Hello ZCAP members,
ZF would like to open a discussion about whether we should consider migrating from the HELIOS voting platform to Secure Internet Voting (SIV) for future ZCAP voting.
Over the years we’ve encountered various challenges and limitations with Helios, including a lack of support, which motivated us to explore alternative solutions. For context, Helios was created 17 years ago by then-graduate student Ben Adida (who now leads VotingWorks, a non-profit physical voting system vendor).
After some initial research about SIV, we recently met with the founder to learn more and were impressed both by how closely the project’s values align with our community as well as the strengths of the platform itself.
Here’s some additional background to inform our discussion:
Community Fit & Ambitions
SIV was designed with cryptographers and digital democracy in mind, drawing on principles of transparency, verifiability, and privacy. The team has real motivation: they want engagement, feedback, and ideas from projects like Zcash to create even better voting solutions tailored to our needs.
Example Ballot
This is a sample ballot you can click through to learn more about the voting experience: Cast Your Vote. This one uses an open-registration format, so it asks for name and email address after voting, but for ZCAP votes we would use the list of members.
Who’s Behind SIV?
David Ernst is a long-time Zcasher. He ran a Zcash miner during the 2017 launch week and in 2022 he spoke with @zooko in person and received some “much-appreciated advice.” A “huge amount of the work SIV has done is inspired by Matthew Green.”
David is passionate about both serving and learning from dedicated communities like ours and is genuinely excited about a Zcash collaboration. The SIV team includes 3 full-time employees and 16 contributors.
Elements of his official bio:
David Ernst is the founder and CEO of SIV. A security engineer and cryptographer by trade with a background in mathematics and philosophy. In 2018, he ran for office in California as a Liquid Democracy candidate, and has since led pilots, published educational materials, and advised governments and organizations on participatory models. In 2020, David started SIV.org, where he works to achieve a zero-trust, software-independent, and voter-verifiable digital voting protocol, to improve voting accessibility and lay the foundation for less corrupt, more representative democracy models. His approach blends technical rigor with a long-standing interest in how groups can make wise decisions together, free of group-think or peer-pressure.

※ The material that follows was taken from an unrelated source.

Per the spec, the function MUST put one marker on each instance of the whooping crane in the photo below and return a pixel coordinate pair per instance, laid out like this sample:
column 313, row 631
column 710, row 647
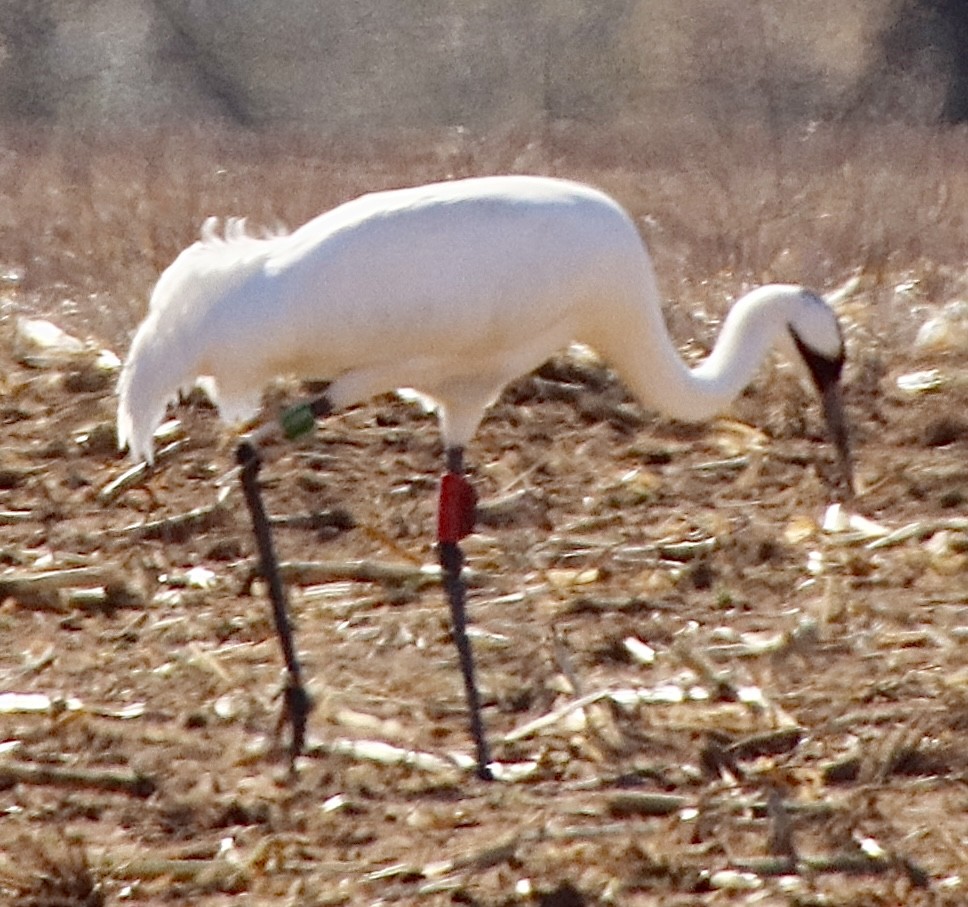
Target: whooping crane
column 452, row 289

Platform Features & Support
- High Level Protocol Overview: siv.org/protocol
- Technical documentation of how SIV works: docs.siv.org
- Claimed security model: Even if the worst actors are running the election infrastructure, anyone, especially voters, but also independent observers, can verify for themselves whether an election was run fairly and correctly, or not.
- Open source: Closed source for 4 years, has been OS for 1 year now. Main SIV source code.
- Proven at scale: Has powered real-world elections, such as the Utah House race for Celeste Malloy.
- Easy verifiability: for voters to check if their private vote is correctly counted, without requiring advanced cryptographic knowledge.
- Advanced security: Includes anti-vote-selling and coercion-resistance tools, privacy protectors like threshold-key mechanisms (t of n).
- Participatory budgeting: Polling option allows voters to propose allocation of funds across multiple proposals then normalizes the outcome while still allowing each specific submission to be viewed without attribution.
- Ongoing support: Small but very responsive support team that is willing to be very hands-on during the initial implementation to be sure everything goes smoothly.
Let’s Discuss!
How do you feel about moving from HELIOS to SIV for future ZCAP voting? Please share your thoughts. If there’s strong interest, ZF will invite David for an AMA as a next step.